Severin geht, Plesu kommt

Außenminister tritt wegen Agentenaffäre zurück

Andrei Plesu ist Rumäniens neuer Außenminister. Der bekannte Kunstkritiker, Essayist und Publizist (u. a. gibt er das Wochenblatt Dilema heraus) und ehemalige Kulturminister unter Petre Roman wurde von der Demokratischen Partei (PD) nominiert, nachdem Adrian Severin, PD-Vorstandsmitglied, kurz vor Weihnachten um seinen Rücktritt angesucht hatte.

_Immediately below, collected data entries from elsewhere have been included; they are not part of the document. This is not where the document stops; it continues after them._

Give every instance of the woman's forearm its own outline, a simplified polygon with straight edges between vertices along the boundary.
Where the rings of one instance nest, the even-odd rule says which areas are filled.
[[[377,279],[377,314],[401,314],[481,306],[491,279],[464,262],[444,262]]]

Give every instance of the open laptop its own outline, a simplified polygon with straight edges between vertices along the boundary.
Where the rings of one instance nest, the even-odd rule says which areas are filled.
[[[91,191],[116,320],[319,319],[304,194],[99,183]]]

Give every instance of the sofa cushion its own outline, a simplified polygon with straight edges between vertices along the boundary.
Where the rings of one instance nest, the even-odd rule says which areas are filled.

Severin ist zurückgetreten, weil ihn Präsident Emil Constantinescu aufgefordert hatte, die politischen Konsequenzen aus der sogenannten Agentenaffäre zu ziehen. Severin hatte vor drei Monaten in einem Zeitungsinterview erklärt, "zwei, drei" Parteichefs und Zeitungsdirektoren stünden im Dienste ausländischer Mächte. Nun stellten die rumänischen Nachrichtendienste SRI und SIE fest, daß zwar in Rumänien spioniert werde, daß aber die von Severin gemeinten, aber öffentlich nicht genannten Personen nicht der Spionage beschuldigt werden könnten. Er sei enttäuscht von der Aufklärungsarbeit der beiden rumänischen Nachrichtendienste und werde hinfort als Abgeordneter selbst Licht in die Angelegenheit bringen, erklärte der scheidenden Außenminister. Laut einigen Kommentatoren geschieht es im postkommunistischen Rumänien zum ersten Mal, daß eine hochrangige politische Persönlichkeit sich für ihre Erklärungen verantworten muß.

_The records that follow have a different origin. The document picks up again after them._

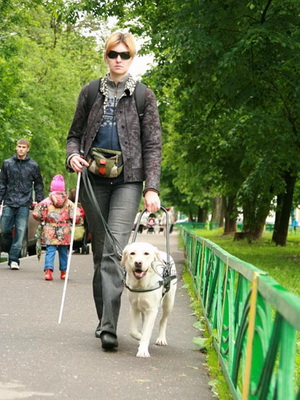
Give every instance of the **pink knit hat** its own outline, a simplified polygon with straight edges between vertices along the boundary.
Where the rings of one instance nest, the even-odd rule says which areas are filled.
[[[51,192],[64,192],[65,181],[62,175],[55,175],[50,185]]]

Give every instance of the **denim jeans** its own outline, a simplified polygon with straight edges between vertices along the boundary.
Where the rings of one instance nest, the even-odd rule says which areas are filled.
[[[56,250],[59,255],[59,270],[66,271],[68,265],[68,246],[51,246],[48,245],[46,247],[46,256],[45,256],[45,266],[44,271],[46,269],[54,270],[54,258]]]
[[[27,232],[28,207],[3,207],[1,218],[2,242],[8,248],[8,265],[19,262],[22,241]],[[13,226],[14,235],[12,235]]]
[[[91,178],[93,182],[93,178]],[[123,249],[128,243],[134,219],[140,204],[143,185],[138,183],[93,184],[95,197],[103,217]],[[94,261],[93,294],[100,321],[100,331],[116,335],[124,271],[107,239],[103,224],[95,207],[81,185],[80,201],[86,213]]]

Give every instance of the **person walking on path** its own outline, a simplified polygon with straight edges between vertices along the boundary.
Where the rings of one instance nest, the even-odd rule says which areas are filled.
[[[42,201],[43,179],[38,164],[28,156],[27,139],[17,142],[16,154],[3,162],[0,173],[0,204],[2,208],[2,244],[8,249],[8,266],[20,268],[20,251],[27,232],[29,210],[35,200]],[[14,235],[12,234],[14,227]]]
[[[56,250],[59,254],[60,279],[65,279],[68,264],[68,246],[71,241],[71,224],[81,221],[78,209],[74,213],[74,203],[65,192],[65,181],[62,175],[55,175],[50,185],[49,197],[38,203],[33,210],[33,218],[43,224],[41,242],[46,245],[45,280],[53,280],[54,259]]]
[[[97,203],[121,249],[129,240],[142,194],[148,212],[160,209],[161,126],[156,98],[149,88],[145,91],[142,121],[139,118],[134,96],[137,83],[128,73],[135,54],[135,40],[130,33],[110,35],[104,50],[109,72],[101,79],[91,110],[89,85],[82,88],[67,138],[67,165],[77,173],[83,167],[89,168]],[[105,175],[106,161],[97,156],[101,149],[122,159],[118,176]],[[101,219],[95,217],[96,207],[89,201],[84,185],[80,186],[80,201],[92,237],[93,294],[99,319],[95,336],[101,339],[102,348],[111,350],[118,347],[123,270]]]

Severins Nachfolger Andrei Plesu wurde 1948 in Bukarest geboren. Er studierte Kunstgeschichte und -kritik in Bukarest und zeitweilig, als Humboldt-Stipendiat, auch in Deutschland. Adrian Nastase, der Außenminister war, als Andrei Plesu das Kulturressort leitete (1990 und 1991), bezeichnete diesen als "einen Mann, der in den Beziehungen Rumäniens zu Deutschland ein gewichtiges Wort zu sagen haben wird".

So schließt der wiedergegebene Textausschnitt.